Они печально задумались.
— Нет, тогда лучше дальше воевать, а то что же?
— И чего это царь думал, когда войну зачинал! — вздохнул другой.
Только что произошел невероятный, небывалый в нашей истории разгром русской армии. А повсюду все говорили только об одном, — о наградах. Штабы кишели бесчисленными представлениями к наградам, награды посыпались, как из рога изобилия.
Наблюдалось то же самое, что и после боя на Шахе, после Ляоянского боя, после всех предыдущих боев. Чуть не ежедневно в приказах по армиям появлялись длиннейшие списки лиц, награжденных боевыми отличиями. Если бы подсчитать все эти тысячи Станиславов, Анн и Владимиров с мечами, этих бесчисленных солдатских Георгиев, то можно бы подумать, что была победоноснейшая из всех войн, увенчавшая нашу армию славнейшими лаврами. Как будто этим ливнем из крестов армия хотела скрыть от себя и других тот стыд, который тайно грыз ее; как будто хотела показать, сказать всему миру: да, почему-то нас упорно преследуют беспросветные неудачи, но каждый генерал, каждый офицер, каждый солдат оказывает чудеса мужества, это сплошь — выдающиеся герои.
Офицеры, бывшие на русско-турецкой войне, поражались этим обилием наград. В то время, по их словам, не было ничего необычайного, что офицер, участвовавший в двух-трех крупных боях, не имел ни одной награды. Красный анненский темляк «за храбрость», какой-нибудь маленький орден с мечами были уже ценными отличиями. Теперь же красный темляк, — в офицерском просторечии именуемый «клюквою» или «брусникою», — почти сделался простым ярлыком, свидетельствовавшим только, что данный офицер участвовал в бою. В штабах прямо говорили, что уж две-то «очередных» награды за войну получит каждый. Командир 10 армейского корпуса, известный К. В. Церпицкий, — один из немногих генералов, оказавшихся достойными своего поста, — был вынужден издать по своему корпусу следующий странный приказ:
В будущем строго воспрещаю представлять к наградам всех офицеров поголовно (!!), а представлять только заслуживающих наград своей храбростью, мужеством, распорядительностью и истинным исполнением лежащих на них обязанностей. (Приказ войскам 10 арм. корпуса, 1905, № 39).
Как-то встретил я одного артиллерийского офицера-неудачника, не получившего за всю войну ни одной награды. Он острил: «Пошлю свою карточку в «Новое Время»: офицер, не получивший на театре войны ни одной награды». И это действительно было такою редкостью, что карточка вполне заслуживала помещения в газете.
Боевые награды, ордена с мечами, получали интенданты, контролеры, тыловые врачи. Такая крупная награда, как Владимир с мечами, давалась штабным офицерам за «разновременные отличия в делах против японцев». Станислава второй степени с мечами, также «за отличие в разновременных делах с японцами», получил от Куропаткина… «корреспондент, потомственный дворянин Немирович-Данченко»! (Приказ главноком., 1904, № 755).

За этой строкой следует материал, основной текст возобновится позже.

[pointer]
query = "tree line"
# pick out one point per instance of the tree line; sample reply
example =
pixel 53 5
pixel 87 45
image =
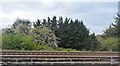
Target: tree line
pixel 59 32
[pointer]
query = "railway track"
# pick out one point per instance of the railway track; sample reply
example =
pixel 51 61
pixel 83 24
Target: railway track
pixel 26 57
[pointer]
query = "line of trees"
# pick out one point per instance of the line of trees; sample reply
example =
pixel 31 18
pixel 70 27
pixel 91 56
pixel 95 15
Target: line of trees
pixel 64 33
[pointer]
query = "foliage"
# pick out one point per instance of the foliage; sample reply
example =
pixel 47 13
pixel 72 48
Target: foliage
pixel 18 42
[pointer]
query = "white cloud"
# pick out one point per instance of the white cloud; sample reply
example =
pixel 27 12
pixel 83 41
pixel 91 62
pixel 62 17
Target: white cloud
pixel 47 1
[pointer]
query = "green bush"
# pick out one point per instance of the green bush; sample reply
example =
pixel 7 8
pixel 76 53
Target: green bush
pixel 18 42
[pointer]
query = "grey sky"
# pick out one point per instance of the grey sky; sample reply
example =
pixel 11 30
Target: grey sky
pixel 97 16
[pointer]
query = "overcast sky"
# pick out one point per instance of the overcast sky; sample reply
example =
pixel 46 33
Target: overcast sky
pixel 97 15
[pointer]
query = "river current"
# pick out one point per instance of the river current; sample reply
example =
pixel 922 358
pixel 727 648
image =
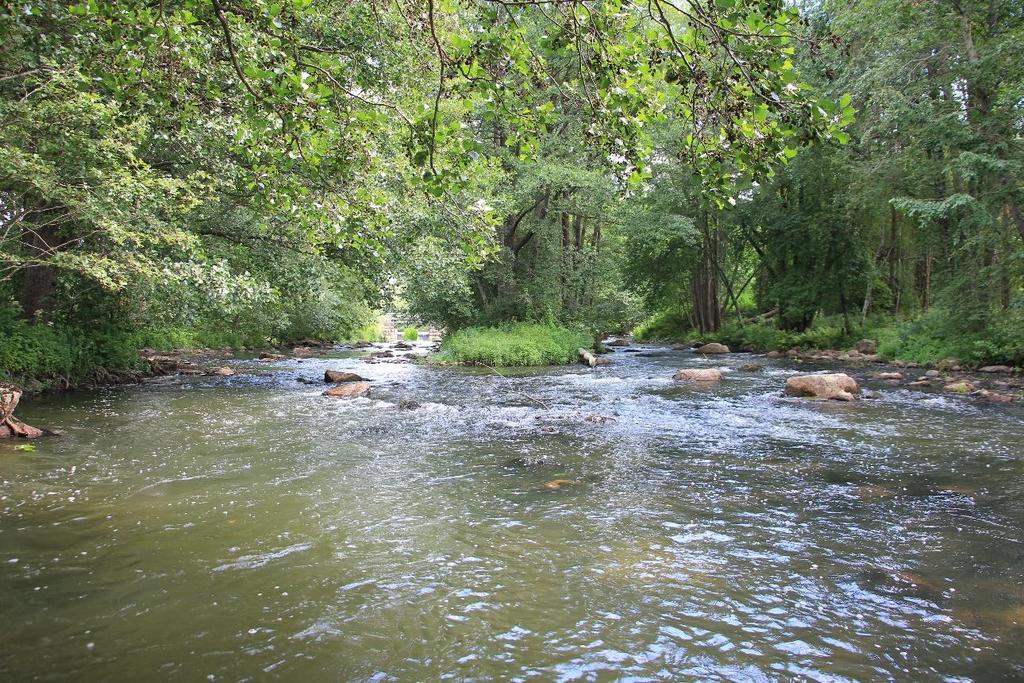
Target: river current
pixel 552 524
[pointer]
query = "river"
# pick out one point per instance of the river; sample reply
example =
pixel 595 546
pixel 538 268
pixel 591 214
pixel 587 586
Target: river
pixel 249 528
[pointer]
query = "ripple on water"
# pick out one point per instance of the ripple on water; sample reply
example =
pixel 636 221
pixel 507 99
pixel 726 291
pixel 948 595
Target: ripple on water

Особенно щедро награждались штабные, и против них в армии было сильное озлобление. Налетавшие в штабы из столиц офицеры со связями откровенно называли свои поездки в армию «крестовым походом». Передавали, — конечно, анекдотическое, но очень характерное, — рассуждение такого офицера: «Вполне понятно, что офицер на передовых позициях получает красный темляк, а я — Владимира. Ведь он при этом сразу имеет две награды: во-первых, — темляк, во-вторых, — то; что остался жив; а что может быть выше этой награды? Мне же и вся-то награда только в ордене».
Уважение к орденам в армии сильно пало. В России, увидев обвешанного боевыми отличиями офицера, люди могли почтительно поглядывать на него, как на героя. Здесь, при виде такого офицера, прежде всего каждому приходила мысль:
— Охлопота-ал!..
Столь же щедро и бестолково сыпались награды и на нижних чинов. Высшее начальство, обходя госпитали, по собственной воле вешало георгиевские кресты тем, кому хотело. Разумеется, боевых заслуг раненых начальство не знало, — и кресты вешались тем, кто попадался на глаза, кто умел хорошо ответить начальству, кто возбуждал сожаление тяжестью своих поранений. Рассказывали, — и если даже это неправда, то характерна самая возможность таких рассказов, — будто Линевич, обходя госпиталь, повесил георгиевский крест на грудь тяжело раненному солдату, солдата же этого, как оказалось, пристрелил его собственный ротный командир за отказ идти в атаку. В Мозысани у нас лежал один солдат, которому пришлось ампутировать руку: полк был на отдыхе далеко за позициями, залетел шальной 6-дюймовый снаряд и оторвал солдату кисть руки. Случайно его увидел у нас его корпусный командир и «из жалости» выхлопотал солдату георгиевский крест. За солдата было очень приятно, но какою же это являлось профанациею «боевой» награды! Вместе с солдатом тем же снарядом было ранено несколько волов из порционного гурта. Ведь эти волы ничуть не в меньшей мере заслуживали георгиевского креста, чем солдат.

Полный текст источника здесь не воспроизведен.